Acqua & Mare
Il Blog di OrkaLoca

Ne ferisce più la penna della spada

by orkaloca December 2 riflessivando

Nel mio caso ne ferisce più un sms da meno di 160 caratteri... ma non una ferita cattiva, una di quelle punzecchiature che però ti fan riflettere e ti riportano un attimo coi piedi al suolo.
La cosa bella è che questo effetto non era intenzionale, chi mi ha scritto "ciao, visto che ormai il tuo blog è fermo e a me manca il tuo modo di essere, ti ho inviato amicizia su fb..." certo non immaginava di innescare una cascata di pensieri degno delle migliori notti insonni.

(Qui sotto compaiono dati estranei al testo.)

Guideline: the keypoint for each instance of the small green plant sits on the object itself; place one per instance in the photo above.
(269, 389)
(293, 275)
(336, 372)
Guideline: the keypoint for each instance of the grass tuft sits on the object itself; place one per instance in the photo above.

Ho dunque avviato un'interrogazione neuronale per tentare di dare una risposta a una singola semplice domanda: Perchè ho smesso di bloggare?

No, non sto a raccontarvi la favola del non ho tempo e dell'invasione di cavallette... c'è qualcosa di più, ma che in effetti fino a ora non avevo ben messo a fuoco. Una serie di eventi di per se piccoli che però sommati han portato a questo.

Anzitutto mi son ritrovata a non sentirmi più libera di scrivere sul mio blog le cose che avrei veramente voluto scriverci. Ogni volta che mi veniva in mente un bel post grondante acidume in pieno orka-style mi ritrovavo a pensare che lo avrebbe potuto leggere tizio o caio, e magari si sarebbero risentiti, cosa che, diciamolo, nella mia acidità non mi tange, ma magari ci sarebbe stato da discutere, e questo nella mia pigrizia non mi va. Non ho più voglia di far discussione per stronzate. Così finivo per rinunciare al post acido.

Poi mi son allontanata dai blog che seguivo, per un motivo molto semplice e stupido: mi è morto il feedreader. E non sono riuscita a trovare un degno sostituto. Così son passata dal seguire decine di blog a non seguirne più nemmeno uno. I blog vivono di scambio, io visito te, tu visiti me, e questo è stato un ulteriore passetto.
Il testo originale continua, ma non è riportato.